Scientific classification
- Kingdom: Animalia
- Phylum: Chordata
- Class: Actinopterygii
- Order: Perciformes
- Family: Percidae
- Genus: Percina
- Species: P. aurolineata
- Binomial name: Percina aurolineata Suttkus & Ramsey, 1967

= Goldline darter =

- Authority: Suttkus & Ramsey, 1967
- Conservation status: VU

Species of fish

The goldline darter (Percina aurolineata) is a small species of freshwater ray-finned fish, a darter from the subfamily Etheostomatinae, part of the family Percidae, which also contains the perches, ruffes and pikeperches. It is found in the United States, primarily in the Cahaba River in central Alabama and the Coosa River in Georgia and Alabama. It is a small fish seldom exceeding 3 in in length. It is typically found in areas with moderate to swift currents and a water depth of over 2 ft, in the main channels of free-flowing rivers with a rock, cobble or boulder base and aquatic plants.
It has been federally listed as a threatened species since April 22, 1992, and the International Union for Conservation of Nature has classified its conservation status as being "vulnerable".

==Description==
The fish is between 1.6 and 2.9 in long with brownish red and amber dorsolateral stripes.

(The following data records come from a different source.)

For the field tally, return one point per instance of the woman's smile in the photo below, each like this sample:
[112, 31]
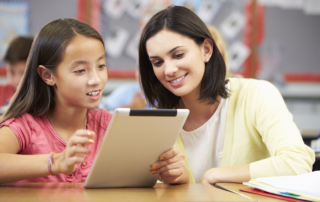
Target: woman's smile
[177, 81]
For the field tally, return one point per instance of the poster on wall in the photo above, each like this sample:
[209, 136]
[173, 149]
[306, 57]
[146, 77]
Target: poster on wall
[14, 21]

Unlike other members of the Hadropterus subgenus, its back is a pale to dusky color. It has a white belly on which a series of square lateral and dorsal blotches can be seen. These blotches are separated by a pale or gold-colored stripe.

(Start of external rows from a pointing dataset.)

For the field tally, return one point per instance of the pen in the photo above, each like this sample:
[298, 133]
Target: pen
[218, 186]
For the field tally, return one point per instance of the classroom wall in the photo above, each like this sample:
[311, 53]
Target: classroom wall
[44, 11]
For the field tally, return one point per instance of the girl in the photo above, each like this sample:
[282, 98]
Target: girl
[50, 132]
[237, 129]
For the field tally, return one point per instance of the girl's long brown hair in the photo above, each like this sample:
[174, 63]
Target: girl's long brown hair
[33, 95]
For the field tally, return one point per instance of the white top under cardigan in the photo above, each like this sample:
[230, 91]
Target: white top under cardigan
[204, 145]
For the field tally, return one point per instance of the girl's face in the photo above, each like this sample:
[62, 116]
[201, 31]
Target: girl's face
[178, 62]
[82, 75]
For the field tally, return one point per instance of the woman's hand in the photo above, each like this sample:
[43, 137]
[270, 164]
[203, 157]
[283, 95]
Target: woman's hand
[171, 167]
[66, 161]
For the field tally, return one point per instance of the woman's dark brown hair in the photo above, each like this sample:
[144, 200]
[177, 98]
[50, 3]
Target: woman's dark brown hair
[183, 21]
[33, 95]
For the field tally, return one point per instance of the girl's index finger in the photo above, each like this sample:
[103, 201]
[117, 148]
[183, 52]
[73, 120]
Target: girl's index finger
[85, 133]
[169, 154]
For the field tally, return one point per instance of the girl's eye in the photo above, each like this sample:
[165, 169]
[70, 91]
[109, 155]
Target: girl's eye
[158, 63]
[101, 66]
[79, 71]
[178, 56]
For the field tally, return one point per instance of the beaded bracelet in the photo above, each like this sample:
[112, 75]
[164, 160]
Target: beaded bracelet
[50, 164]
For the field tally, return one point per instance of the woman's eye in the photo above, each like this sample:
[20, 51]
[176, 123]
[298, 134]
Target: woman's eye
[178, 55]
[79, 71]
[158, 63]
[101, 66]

==Distribution and habitat==
This fish is endemic to the Cahaba River system in central Alabama and the Coosa River system in Georgia and Alabama. There are two disjunct populations of goldline darters in the Alabama River Basin in addition to the population in the Mobile Basin. One of these groups occurs in the middle Cahaba River system, while the other is found in the Coosawattee River system, which is a tributary of the Coosa River.

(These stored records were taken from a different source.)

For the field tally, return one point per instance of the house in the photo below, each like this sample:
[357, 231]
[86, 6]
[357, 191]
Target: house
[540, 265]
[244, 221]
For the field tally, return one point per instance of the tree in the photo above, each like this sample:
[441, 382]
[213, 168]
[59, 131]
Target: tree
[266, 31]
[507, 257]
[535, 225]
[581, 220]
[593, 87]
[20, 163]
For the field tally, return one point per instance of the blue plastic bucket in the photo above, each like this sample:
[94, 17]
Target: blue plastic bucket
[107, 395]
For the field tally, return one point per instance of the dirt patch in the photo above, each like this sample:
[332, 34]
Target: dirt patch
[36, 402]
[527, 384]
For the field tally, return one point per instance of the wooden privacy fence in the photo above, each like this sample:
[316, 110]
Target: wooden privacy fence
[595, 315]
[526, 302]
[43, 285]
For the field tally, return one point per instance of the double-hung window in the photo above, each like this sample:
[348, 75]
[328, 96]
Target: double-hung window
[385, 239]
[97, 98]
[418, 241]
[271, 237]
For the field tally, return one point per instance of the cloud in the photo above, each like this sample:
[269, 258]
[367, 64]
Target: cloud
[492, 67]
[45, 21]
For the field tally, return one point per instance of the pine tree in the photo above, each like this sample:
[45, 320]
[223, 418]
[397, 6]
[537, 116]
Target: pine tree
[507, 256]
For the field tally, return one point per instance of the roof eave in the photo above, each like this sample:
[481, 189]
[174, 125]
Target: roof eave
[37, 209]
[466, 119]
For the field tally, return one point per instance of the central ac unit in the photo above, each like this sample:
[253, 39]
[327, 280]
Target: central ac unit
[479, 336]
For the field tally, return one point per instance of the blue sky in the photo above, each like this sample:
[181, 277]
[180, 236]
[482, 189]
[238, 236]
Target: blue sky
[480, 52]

This species prefers to live in areas with moderate to swift current and a water depth of over 2 ft in the main channels of free-flowing rivers. These areas where it is most common have a bottom of bedrock, cobble, or small boulders and contain patches of water willow or other river weed. As in other Hadropterus subgenus members, the goldline darter spawns beginning in March and continues spawning through May or June.

==Status==
The goldline darter is threatened due to water quality degradation on the Cahaba River. Strip mining activities, urbanization, and sewage pollution have exterminated populations. The building of reservoirs has also led to the fragmentation and isolation of some populations of goldline darters. Attempts to raise the population of the goldline darter will focus on habitat preservation and water quality improvement. The main decrease in population density is in the Little Cahaba River population. The International Union for Conservation of Nature has classified its conservation status as being "vulnerable" because of the relatively small population of this fish and the ongoing habitat degradation.